Peter goes on to have some wise thoughts about why this model may not be appropriate for specific types of IT projects, but his description above got me thinking hard about an IT project management issue that I’ve had to grapple with during my career. The problem is that the kind of planned project work that Peter is discussing above is only one type of work that your IT staff is engaged in. Outside of the deliverables they’re responsible for in the project schedule, your IT workers also have routine recurring maintenance tasks that they must perform (monitoring logs, shuffling backup media, etc) as well as losing time to unplanned work and outages. To stretch our construction analogy to its limits, it’s as if you were trying to build a skyscraper with a construction crew that moonlighted as janitors in the neighboring building and were also on-call 24×7 as the local volunteer fire department. You were expecting the cement for the foundation to get poured on Thursday, but the crew was somewhere else putting out a fire and when they got done with that they had to polish the floors next door, so now your skyscraper project plan is slipping all over the place.
I’ve developed some strategies for dealing with these kinds of issues, but I don’t feel like I’ve discovered the “silver bullet” for creating predictability in my IT project schedules. Certainly one important factor is driving down the amount of unplanned work in your IT environment. Constant fire fighting is a recipe for failure in any IT organization, but how to fix this problem is a topic for another day. Another important strategy is to rotate your “on-call” position through the IT group so that only a fraction of your team is engaged in fire fighting activities at any given week. When a person is on-call, I normally mark their resources as “unavailable” on my project schedule just as if they were out of the office, and then resource leveling allows you to more accurately predict the date for deliverables that they’re responsible for.

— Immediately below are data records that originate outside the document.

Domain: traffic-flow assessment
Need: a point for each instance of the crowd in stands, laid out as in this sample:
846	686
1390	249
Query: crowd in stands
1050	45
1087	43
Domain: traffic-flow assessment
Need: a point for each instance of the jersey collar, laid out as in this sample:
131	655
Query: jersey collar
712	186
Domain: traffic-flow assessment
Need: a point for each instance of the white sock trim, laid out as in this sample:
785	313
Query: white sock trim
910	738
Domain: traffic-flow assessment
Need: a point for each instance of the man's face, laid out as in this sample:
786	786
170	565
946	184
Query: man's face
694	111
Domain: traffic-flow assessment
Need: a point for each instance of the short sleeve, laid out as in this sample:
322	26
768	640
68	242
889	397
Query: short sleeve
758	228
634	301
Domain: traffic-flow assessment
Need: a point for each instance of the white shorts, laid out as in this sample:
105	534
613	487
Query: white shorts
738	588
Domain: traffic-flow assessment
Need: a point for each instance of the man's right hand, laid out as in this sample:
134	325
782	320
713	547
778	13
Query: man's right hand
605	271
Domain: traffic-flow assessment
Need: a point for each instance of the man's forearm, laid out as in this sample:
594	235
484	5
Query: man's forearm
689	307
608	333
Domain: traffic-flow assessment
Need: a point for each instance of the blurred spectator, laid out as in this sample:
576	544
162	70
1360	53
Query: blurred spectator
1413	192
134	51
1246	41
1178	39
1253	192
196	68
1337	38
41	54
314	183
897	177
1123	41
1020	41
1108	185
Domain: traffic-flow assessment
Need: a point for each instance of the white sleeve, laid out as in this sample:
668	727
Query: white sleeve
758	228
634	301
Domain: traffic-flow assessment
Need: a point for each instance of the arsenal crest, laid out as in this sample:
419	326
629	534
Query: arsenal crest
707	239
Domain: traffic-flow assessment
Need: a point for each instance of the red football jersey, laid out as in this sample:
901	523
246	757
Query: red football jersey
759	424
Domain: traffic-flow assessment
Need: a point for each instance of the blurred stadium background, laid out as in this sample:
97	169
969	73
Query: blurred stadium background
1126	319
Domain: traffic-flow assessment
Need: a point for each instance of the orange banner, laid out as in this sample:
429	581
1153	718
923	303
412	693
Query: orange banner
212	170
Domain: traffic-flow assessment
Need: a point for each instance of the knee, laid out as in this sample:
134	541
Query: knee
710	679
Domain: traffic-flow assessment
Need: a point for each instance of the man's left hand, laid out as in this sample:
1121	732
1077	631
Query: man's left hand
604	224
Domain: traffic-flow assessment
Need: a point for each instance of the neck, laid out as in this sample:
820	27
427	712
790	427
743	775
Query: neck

Finally, I recognize that IT workers almost never have 100% of their time available to work on IT projects, and I set their project staffing levels accordingly. I may only be able to schedule 70% of Charlene’s time to project Whiz-Bang, because Charlene is our Backup Diva and loses 30% of her time on average to routine backup maintenance issues and/or being called in to resolve unplanned issues with the backup system. And notice the qualifier “on average” there– some weeks Charlene may get caught up in dealing with a critical outage with the backup system and not be able to make any progress on her Project Whiz-Bang deliverables. When weeks like this happen, you hope that Charlene’s deliverables aren’t on the critical path and that she can make up the time later in the project schedule– or you bring in other resources to pick up the slack.
Which brings me to another important piece of strategy I’ve picked up through the years: IT project slippage is inevitable, so you want to catch it as quickly as possible. The worst thing that can happen is that you get to the milestone date for a multi-week deliverable only to discover that work on this segment of the project hasn’t even commenced. This means you need to break your IT projects down into small deliverables that can be tracked individually and continuously. I’m uncomfortable unless the lowest-level detail in my project schedule has durations of a few days or less. Otherwise your project manager is almost guaranteed to be receiving some nasty surprises much too late to fix the problem.
These are some of the strategies I’ve come up with for managing IT projects, but I still admit to some large amount of trepidation when wrangling large IT efforts. I’m curious to hear if any of you reading this blog have useful strategies that you’ve developed for managing IT projects in your environment? Let’s discuss them in the comments!